Chow Mein, a closed gym, and some reflections on Karaoke…

I made up the second box of Hoo-Mee Chow Mein, and had a serving for dinner. There is enough left over for both Robert and I to have it for dinner tomorrow night before dancing.


I went to Carmichael to walk for an hour, and found it closed. They are still on “special hours” this week. Regular hours return next week along with the beginning of classes for the Spring ’06 semester.


At the last minute, I decided to go check out Karaoke tonight at Flex. Here are some notes and observations of my evening:

I spoke on and off with Tula Box (Drag Queen, and Sunday Karaoke Emcee Extraordinaire, door person on Tuesday nights) over the course of the evening.

At one point, she reminded me of the “three rules” that she pointed out to me on Sunday when I rubbed her buttocks, which were hanging out of pants that were like Daisy Dukes on a diet. I mean little mounds of ass were hanging out of the bottom of her pants.

I felt them, and was surprised at how firm they were (the mounds, not the pants), and I asked, “Are those real?”
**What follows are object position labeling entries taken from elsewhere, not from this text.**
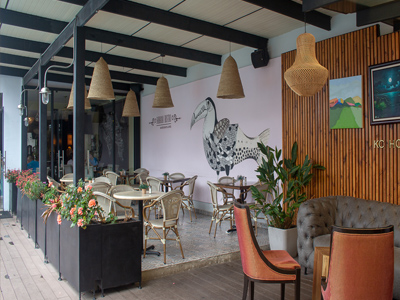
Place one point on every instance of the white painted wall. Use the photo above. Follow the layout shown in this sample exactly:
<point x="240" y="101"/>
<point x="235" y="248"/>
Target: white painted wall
<point x="179" y="149"/>
<point x="11" y="89"/>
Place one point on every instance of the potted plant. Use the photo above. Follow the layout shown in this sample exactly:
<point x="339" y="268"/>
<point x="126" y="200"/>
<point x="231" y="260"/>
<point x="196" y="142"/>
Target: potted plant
<point x="143" y="187"/>
<point x="283" y="191"/>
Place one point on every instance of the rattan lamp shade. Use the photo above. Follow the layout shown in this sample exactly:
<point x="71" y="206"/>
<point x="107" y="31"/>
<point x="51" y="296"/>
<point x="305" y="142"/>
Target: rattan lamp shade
<point x="306" y="76"/>
<point x="230" y="85"/>
<point x="71" y="99"/>
<point x="101" y="86"/>
<point x="131" y="107"/>
<point x="162" y="97"/>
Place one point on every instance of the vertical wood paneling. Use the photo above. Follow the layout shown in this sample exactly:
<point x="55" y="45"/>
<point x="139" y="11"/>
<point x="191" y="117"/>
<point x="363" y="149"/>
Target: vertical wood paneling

She gave me the look — the over-the-rim-of-your-glasses look — and said, “Honey, there’s three things you never ask a girl:

  1. Are those real?
  2. How much did those cost? and
  3. How old are those?”

This cracked me up Sunday, and it cracked me up again tonight. I love Tula Box.

This guy that was at Karaoke last week, or the week before, was back. I thought he was an out-of-town visitor for the holidays. Now I’m starting to wonder.

He’s the one who sings with a lot of slow hand motion, not unlike I imagine Jim Nabors singing. He likes slow and brooding ballads like Jim would sing, too.

Well, tonight honey, he had on a red sequins smoking jacket, with a formal (tuxedo-style) white-ruffled shirt, and a red tie that wasn’t a bow tie, but wasn’t a long tie either. It was one of those little crossover-type jobs that look like what priests might wear. He looked like the quintessential lounge lizard.

He sang some song such as Over the Rainbow or The Rose, one of those slow things begging for his hand job. This guy also works a rapport that he imagines he has with the crowd, but so doesn’t. I hate that.

At the beginning of his second song of the night, he takes the mic, and before singing the song says, “Three years ago tonight, my lover died in my arms. He was sick. He didn’t have AIDS, though, he had [insert some disease here with the word gastrointestinal or gastronomical — something like that — in it.] He was a special man, and every year on his birthday, and on the anniversary of his death, I sing for him. I hope I can get through this without crying.”

Lord. I mean it’s a nice sentiment and all, but geez, what a buzz kill. And with that outfit on, well, it just came across as All That Jazz.

As I’ve mentioned before about Tuesday night Karaoke, the crowd tends to be young, with more Lesbians than are usually (make that ever) at Flex, and the emcee is a little waif of a young thing, who uses “so,” “totally,” and “like” to the point that you want to scream at him, “So, would you, like, totally shut the fuck up and play the next song?”

Evidently, I’m not the only one upon whose nerves he gets. Tula said to me at one point, “You’ll love this. See that guy right there? He just said to me, ‘So Sunday night is Drag Queen Karaoke and Tuesday night is Underage Hooker Karaoke?'” I fell out.

I hate it when a Lesbian is so masculine looking that I’m attracted to her. It’s very disconcerting. There was one of those there tonight. I resisted.